Putting pen to paper

The page is blank,  You pick up the quill and dip it in the ink and hold it poised over the virgin surface.  You mind races.  Where to start?

No.  You take the crinkly white sheet of onion skin paper and rachet it into the back of the type writer.  Racht!  Racht! Racht!  And line it up.  You hands are poised over the keys while your thoughts scramble.

No.  The computer sings out its solitary chime when you push the power button and watch the screen blossom.  A few deft clicks and there is the blank, white screen in front of you, the cursor (or curser depending on how you're feeling) pulses awaiting your input.

It seems now that everything I write I could simply backspace and rewrite and delete.  Couldn't do that with pen and ink.  And with the typewriter there was that second ribbon that typed over a mistaken letter and changed it from black to white.  And there was 'White-Out'!  Have we gotten better at putting down the words?  There are so many typos because of the reliance on spell checkers allowing us to skip rereading what we have written.  Even in the most elevated levels of thought.
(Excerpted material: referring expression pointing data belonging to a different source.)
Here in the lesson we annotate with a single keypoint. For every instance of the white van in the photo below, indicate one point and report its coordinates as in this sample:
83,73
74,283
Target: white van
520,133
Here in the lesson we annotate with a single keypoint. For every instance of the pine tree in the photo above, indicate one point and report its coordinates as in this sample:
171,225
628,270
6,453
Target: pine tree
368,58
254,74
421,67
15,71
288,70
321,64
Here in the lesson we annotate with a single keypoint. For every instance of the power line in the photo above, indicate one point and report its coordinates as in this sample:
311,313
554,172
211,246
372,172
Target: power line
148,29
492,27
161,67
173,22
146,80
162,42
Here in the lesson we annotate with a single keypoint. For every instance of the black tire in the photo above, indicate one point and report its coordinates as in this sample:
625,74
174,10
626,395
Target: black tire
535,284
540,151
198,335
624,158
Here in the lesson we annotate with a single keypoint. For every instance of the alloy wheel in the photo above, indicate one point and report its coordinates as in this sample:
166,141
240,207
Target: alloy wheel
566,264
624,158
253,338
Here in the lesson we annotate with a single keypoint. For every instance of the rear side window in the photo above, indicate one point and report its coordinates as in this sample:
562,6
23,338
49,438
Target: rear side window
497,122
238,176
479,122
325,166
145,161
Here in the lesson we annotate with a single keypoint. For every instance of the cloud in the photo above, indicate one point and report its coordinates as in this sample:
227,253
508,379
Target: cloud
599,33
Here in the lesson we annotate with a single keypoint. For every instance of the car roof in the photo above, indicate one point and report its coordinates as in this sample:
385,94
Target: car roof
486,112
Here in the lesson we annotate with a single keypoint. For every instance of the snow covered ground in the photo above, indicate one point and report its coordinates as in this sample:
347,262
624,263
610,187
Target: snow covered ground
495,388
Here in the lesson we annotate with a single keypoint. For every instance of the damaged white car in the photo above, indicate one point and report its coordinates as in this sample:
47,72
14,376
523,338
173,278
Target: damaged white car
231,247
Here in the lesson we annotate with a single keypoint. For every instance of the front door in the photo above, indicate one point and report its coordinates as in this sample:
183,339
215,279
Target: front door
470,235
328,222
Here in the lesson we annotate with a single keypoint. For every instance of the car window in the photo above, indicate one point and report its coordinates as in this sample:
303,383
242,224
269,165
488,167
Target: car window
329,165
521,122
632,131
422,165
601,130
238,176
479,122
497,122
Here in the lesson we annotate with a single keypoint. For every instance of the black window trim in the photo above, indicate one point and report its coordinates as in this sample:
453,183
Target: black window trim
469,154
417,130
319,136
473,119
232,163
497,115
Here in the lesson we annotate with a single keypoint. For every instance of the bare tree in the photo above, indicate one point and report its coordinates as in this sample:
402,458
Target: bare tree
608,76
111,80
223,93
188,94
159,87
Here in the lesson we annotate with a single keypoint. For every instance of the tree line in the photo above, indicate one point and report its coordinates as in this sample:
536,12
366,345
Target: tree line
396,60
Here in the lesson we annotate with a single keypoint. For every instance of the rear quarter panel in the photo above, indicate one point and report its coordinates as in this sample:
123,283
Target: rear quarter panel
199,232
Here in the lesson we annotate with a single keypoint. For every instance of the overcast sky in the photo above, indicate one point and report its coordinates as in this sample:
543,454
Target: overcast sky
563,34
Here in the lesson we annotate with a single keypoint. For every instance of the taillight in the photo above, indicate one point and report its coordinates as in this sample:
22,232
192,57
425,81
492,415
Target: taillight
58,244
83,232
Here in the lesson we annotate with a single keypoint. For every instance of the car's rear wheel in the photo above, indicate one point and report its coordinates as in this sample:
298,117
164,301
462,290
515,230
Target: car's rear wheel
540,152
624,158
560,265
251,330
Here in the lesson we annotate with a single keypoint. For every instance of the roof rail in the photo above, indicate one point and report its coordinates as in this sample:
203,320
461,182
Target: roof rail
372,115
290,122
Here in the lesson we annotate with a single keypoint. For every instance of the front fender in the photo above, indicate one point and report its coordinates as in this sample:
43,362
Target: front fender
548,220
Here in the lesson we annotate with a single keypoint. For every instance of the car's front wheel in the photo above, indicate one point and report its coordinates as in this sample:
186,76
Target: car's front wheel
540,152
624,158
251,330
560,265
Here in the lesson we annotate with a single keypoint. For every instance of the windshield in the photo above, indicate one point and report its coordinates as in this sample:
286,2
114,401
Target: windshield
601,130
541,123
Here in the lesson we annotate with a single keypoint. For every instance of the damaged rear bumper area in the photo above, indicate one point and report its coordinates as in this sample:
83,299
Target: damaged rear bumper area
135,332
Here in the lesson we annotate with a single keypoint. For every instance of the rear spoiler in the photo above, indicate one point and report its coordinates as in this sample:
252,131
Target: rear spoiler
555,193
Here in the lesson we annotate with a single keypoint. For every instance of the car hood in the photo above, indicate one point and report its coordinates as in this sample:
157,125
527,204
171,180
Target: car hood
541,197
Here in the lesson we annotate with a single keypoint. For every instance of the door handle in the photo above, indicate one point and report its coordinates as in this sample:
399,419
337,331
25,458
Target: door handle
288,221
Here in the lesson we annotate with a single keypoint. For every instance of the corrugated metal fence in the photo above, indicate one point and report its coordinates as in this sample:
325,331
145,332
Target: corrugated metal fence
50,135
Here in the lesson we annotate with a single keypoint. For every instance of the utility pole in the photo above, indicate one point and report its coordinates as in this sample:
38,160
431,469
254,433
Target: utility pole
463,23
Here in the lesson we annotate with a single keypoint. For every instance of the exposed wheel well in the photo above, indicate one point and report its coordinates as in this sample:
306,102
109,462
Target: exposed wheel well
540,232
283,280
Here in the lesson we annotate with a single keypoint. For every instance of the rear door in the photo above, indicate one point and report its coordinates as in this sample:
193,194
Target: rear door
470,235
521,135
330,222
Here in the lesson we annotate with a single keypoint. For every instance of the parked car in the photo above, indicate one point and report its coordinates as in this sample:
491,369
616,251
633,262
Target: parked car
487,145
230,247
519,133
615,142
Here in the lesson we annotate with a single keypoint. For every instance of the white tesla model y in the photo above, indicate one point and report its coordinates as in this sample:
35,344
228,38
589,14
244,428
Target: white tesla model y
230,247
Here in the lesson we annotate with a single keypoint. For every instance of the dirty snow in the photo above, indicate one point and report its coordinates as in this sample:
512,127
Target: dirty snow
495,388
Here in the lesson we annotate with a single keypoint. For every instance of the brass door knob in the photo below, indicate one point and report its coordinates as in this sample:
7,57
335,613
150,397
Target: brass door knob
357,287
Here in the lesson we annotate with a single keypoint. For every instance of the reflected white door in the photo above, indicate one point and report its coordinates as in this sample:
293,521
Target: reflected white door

Wait.  That's not what I started out with.  There is an emotional connection of forming the words on a pure white sheet of paper with a fine writing instrument that one cannot get mechanically typing these words on an electronic screen and then having some sort of miraculous machine spit the pages out across the room.  But our keyboard layout reflects the old typewriter days when the mechanics forced the key locations to provide time for the typebar to strike the paper and return to its resting position.

And when the transducer between the brain and the paper was a fountain pen, the style and structure all came from knowledge and experience.  Now there is software.  That used to be something basic like Microsoft Word, but now there are special writer software tools.  I have enjoyed learning and using Scrivener.  I don't know if it makes me a better writer, but it does make the process easier.  What I need to do is remove as much of the mechanics as I can to make the connection more direct from my brain to the story.  When I got an IBM Selectric typewriter years ago, it took me months to separate myself from the magic of the machine to the magic of the words.  "Get over it!" they say.  That's sometimes hard to do.